With the introduction of Ardi, our latest Ethiopia offering, it’s a great time to talk about processing methods in coffee. Processing can have a profound impact on the profile and quality of a cup of coffee. Ardi, which is natural processed (also known as dry processed) has an intensely fruity and sweet profile with a very syrupy body. In part, this is a product of the natural processing method.
Noted above, this is also known as “dry process,” and is the oldest means of processing coffee after harvest. In this processing method, the intact coffee cherries (i.e., the fruit from which the seeds are taken) are dried by the sun, typically on patios or raised beds. It’s only after the cherry has been sufficiently dried that the seed is removed.
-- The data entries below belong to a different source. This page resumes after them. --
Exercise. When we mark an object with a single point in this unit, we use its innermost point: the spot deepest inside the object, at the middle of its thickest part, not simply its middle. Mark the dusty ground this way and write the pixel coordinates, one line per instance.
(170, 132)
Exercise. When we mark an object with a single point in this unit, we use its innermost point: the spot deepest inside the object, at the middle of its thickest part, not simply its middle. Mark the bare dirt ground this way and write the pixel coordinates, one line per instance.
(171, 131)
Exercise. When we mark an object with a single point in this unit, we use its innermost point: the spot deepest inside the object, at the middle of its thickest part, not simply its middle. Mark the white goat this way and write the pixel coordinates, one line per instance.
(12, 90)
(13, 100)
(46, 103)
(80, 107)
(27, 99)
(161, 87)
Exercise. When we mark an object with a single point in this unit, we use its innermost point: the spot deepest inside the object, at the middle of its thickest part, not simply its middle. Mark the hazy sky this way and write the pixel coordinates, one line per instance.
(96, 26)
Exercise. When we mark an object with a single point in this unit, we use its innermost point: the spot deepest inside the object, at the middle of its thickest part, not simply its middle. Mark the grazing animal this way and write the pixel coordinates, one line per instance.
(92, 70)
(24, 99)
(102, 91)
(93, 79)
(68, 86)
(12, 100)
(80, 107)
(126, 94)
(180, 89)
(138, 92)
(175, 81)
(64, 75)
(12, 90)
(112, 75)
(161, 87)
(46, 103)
With the cherry and mucilage still intact, this process imparts unique qualities onto the seed. When done well, this processing method can yield incredible, fruit-forward coffees, like the Ethiopia Ardi we’re currently serving.
The natural process can be advantageous to growing regions with little access to reliable water sources, and is often seen in Ethiopia. Though if great care is not taken during processing, any amount of coffee that spoils or molds can ruin an entire lot.
Unlike the natural processed coffee, the washed process involves the removal of the cherry and mucilage surrounding the seed, and then submerging the seeds in water where a fermentation process removes the remaining flesh. After fermentation the seeds are washed again with water before drying (in a similar fashion as natural process on raised beds or patios). Compared to natural processed coffees, washed processed coffee typically result is a more complex profile and cleaner cup.
Washed processed coffees can be water intensive, and is more expensive (traditionally) than natural processed coffees. Though the risk of ruining an entire lot is significantly reduced.
Other processing methods exist, such as semi-washed or honey processed coffee, and we look forward to diving more into these subjects soon!